Cyclic Convolution

Given two sequences of length $n$ ($n=2^k$):

$$a=(a_0,a_1,\dots,a_{n-1}),\quad b=(b_0,b_1,\dots,b_{n-1})$$

Running FFT/NTT directly on length $n$ (without zero-padding) yields the cyclic convolution:

$$\boxed{c_i=\sum_{(j+k)\%n=i}a_j\cdot b_k}\qquad\text{equivalently}\qquad\boxed{c_i=\sum_{j=0}^{n-1}a_j\,b_{(i-j)\%n}}$$

Contrast with linear convolution: ordinary (linear) convolution takes $c_k=\sum_{i+j=k}a_i b_j$ with no modular reduction. Cyclic convolution wraps the indices around modulo $n$.

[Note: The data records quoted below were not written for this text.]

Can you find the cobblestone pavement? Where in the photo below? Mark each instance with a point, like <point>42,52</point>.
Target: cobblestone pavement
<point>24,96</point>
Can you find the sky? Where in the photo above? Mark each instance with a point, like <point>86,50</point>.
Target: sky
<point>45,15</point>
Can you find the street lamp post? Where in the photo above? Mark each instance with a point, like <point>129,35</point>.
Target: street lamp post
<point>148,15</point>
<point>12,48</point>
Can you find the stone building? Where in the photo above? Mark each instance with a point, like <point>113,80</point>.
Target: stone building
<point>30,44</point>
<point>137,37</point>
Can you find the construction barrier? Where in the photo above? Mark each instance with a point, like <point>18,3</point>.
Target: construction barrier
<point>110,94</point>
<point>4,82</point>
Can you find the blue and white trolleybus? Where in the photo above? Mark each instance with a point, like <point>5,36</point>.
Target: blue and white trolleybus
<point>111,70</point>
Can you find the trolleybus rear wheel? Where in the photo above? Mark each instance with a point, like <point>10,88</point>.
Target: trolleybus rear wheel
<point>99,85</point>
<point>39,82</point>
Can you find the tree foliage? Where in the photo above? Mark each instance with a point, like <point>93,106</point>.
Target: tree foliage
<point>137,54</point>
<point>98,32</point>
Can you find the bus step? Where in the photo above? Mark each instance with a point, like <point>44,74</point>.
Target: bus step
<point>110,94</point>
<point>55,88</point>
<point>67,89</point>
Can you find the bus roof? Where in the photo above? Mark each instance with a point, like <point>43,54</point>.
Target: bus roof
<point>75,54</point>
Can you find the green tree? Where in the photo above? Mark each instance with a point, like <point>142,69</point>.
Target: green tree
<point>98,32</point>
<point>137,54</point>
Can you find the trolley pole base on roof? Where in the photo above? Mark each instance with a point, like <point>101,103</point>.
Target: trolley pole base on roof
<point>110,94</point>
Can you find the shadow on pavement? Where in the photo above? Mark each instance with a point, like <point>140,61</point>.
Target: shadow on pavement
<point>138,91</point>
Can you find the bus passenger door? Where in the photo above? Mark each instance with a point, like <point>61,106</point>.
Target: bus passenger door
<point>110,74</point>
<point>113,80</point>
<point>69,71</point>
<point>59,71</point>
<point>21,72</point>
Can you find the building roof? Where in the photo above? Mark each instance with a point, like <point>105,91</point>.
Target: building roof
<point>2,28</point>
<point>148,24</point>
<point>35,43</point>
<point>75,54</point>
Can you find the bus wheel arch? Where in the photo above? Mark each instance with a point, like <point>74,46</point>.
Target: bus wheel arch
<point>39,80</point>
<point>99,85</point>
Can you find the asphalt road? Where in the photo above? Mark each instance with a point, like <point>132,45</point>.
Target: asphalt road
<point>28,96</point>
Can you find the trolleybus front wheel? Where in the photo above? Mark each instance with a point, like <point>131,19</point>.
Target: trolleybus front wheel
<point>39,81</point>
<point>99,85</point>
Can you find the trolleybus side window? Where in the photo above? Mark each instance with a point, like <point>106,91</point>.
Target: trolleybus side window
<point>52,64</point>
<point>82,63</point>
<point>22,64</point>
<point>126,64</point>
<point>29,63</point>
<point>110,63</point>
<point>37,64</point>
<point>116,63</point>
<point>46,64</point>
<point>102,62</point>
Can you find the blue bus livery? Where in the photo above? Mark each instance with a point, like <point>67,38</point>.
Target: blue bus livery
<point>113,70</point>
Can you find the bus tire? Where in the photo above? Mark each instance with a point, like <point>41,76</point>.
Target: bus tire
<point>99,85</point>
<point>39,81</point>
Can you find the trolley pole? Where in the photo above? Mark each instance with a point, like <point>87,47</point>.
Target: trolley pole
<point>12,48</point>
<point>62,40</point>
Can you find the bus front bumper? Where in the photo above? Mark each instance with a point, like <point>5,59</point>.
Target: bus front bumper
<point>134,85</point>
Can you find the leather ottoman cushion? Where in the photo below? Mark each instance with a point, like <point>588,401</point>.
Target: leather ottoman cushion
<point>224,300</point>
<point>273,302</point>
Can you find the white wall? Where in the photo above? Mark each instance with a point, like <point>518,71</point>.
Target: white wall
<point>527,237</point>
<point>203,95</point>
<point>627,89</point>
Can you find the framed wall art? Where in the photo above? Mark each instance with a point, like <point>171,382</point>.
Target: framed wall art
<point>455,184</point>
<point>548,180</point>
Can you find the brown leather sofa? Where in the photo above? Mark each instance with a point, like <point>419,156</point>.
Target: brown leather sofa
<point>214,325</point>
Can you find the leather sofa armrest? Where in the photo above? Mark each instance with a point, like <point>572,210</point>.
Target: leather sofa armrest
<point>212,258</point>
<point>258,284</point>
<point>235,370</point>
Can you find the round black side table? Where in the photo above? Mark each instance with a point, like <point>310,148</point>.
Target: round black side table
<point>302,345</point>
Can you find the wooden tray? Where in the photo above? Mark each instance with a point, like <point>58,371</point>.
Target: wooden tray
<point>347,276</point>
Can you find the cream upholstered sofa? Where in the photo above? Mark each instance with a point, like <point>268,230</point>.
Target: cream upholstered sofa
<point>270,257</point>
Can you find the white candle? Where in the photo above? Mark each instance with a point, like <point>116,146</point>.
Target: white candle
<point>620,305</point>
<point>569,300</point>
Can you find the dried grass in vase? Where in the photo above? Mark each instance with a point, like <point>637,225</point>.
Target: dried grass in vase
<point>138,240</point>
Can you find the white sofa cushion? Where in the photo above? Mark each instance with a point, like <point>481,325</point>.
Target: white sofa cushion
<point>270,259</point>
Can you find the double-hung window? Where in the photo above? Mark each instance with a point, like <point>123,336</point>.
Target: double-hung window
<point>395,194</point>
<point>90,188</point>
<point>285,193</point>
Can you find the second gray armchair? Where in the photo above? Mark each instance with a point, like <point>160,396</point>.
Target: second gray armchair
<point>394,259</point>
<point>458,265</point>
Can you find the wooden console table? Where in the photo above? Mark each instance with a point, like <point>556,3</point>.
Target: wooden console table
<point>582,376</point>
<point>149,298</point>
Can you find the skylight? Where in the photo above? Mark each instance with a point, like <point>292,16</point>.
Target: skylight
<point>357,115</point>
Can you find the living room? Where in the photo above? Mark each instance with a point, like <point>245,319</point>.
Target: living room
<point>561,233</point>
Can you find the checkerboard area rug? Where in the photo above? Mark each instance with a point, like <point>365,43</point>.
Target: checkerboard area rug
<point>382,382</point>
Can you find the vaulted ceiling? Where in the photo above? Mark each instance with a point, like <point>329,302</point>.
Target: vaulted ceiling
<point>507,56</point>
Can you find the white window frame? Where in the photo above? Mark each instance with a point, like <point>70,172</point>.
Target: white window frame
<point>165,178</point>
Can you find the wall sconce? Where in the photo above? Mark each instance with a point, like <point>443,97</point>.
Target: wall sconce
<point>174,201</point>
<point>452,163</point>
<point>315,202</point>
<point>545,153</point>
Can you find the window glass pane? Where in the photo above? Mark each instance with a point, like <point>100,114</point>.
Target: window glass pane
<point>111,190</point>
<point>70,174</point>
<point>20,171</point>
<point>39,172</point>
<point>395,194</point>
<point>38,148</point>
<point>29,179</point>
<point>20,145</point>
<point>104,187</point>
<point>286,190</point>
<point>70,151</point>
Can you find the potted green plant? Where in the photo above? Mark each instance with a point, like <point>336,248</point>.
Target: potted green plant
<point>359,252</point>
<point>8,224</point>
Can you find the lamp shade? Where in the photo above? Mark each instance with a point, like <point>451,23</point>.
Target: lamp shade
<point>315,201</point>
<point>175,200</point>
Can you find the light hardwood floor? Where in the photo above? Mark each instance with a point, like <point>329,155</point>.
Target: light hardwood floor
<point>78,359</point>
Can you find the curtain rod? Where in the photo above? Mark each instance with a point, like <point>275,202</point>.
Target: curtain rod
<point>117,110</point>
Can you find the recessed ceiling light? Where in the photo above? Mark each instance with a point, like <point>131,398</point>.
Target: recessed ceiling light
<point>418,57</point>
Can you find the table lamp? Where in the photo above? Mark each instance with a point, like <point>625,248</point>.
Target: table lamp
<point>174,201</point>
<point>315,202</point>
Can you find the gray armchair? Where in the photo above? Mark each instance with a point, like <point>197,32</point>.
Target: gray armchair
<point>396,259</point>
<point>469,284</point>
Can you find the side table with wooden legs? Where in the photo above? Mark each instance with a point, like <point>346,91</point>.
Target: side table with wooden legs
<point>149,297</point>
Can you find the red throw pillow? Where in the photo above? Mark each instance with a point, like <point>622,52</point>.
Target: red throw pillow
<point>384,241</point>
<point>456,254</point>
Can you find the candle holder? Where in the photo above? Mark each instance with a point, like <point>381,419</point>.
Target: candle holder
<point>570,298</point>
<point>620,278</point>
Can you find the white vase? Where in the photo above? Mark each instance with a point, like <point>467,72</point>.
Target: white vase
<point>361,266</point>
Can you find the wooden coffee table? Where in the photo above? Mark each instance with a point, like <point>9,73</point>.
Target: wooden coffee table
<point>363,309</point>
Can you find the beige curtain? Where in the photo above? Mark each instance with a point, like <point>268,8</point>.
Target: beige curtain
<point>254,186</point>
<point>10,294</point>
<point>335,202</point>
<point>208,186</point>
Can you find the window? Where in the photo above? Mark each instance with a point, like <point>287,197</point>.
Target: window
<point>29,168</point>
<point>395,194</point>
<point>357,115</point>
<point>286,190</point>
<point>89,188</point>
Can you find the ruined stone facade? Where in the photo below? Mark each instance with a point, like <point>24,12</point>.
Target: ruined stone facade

1 FFT $O(n\log n)$ Implementation (Radix-2, $n=2^k$)

#include <bits/stdc++.h>
using namespace std;
using cd = complex<double>;
const double PI = acos(-1);

void fft(vector<cd>& a, bool invert) {
    int n = a.size();
    vector<int> rev(n);
    for (int i = 0; i < n; i++) {
        rev[i] = (rev[i>>1] >> 1) | ((i&1) * (n>>1));
        if (i < rev[i]) swap(a[i], a[rev[i]]);
    }
    for (int len = 2; len <= n; len <<= 1) {
        double ang = 2 * PI / len * (invert ? -1 : 1);
        cd wlen(cos(ang), sin(ang));
        for (int i = 0; i < n; i += len) {
            cd w(1);
            for (int j = 0; j < len/2; j++) {
                cd u = a[i+j];
                cd v = a[i+j+len/2] * w;
                a[i+j]       = u + v;
                a[i+j+len/2] = u - v;
                w *= wlen;
            }
        }
    }
    if (invert) {
        for (cd& x : a) x /= n;
    }
}

// Cyclic convolution of length n = 2^k
vector<double> circularConvolutionFFT(const vector<double>& a,
                                      const vector<double>& b) {
    int n = a.size();  // assumes a.size() == b.size() == 2^k
    vector<cd> fa(a.begin(), a.end()),
                fb(b.begin(), b.end());
    fft(fa, false);  // no zero-padding: FFT on length n directly
    fft(fb, false);
    for (int i = 0; i < n; i++) fa[i] *= fb[i];
    fft(fa, true);
    vector<double> c(n);
    for (int i = 0; i < n; i++) c[i] = fa[i].real();
    return c;
}

Why this gives cyclic convolution:

fft(..., false) evaluates each sequence at the $n$-th roots of unity $\omega_n^0,\dots,\omega_n^{n-1}$.
Pointwise multiplication gives $\{C(\omega_n^i)\}$.
fft(..., true) (IFFT) recovers the coefficients $\{C_i\}$.
Because no zero-padding was added, the FFT implicitly wraps indices modulo $n$, producing the cyclic convolution.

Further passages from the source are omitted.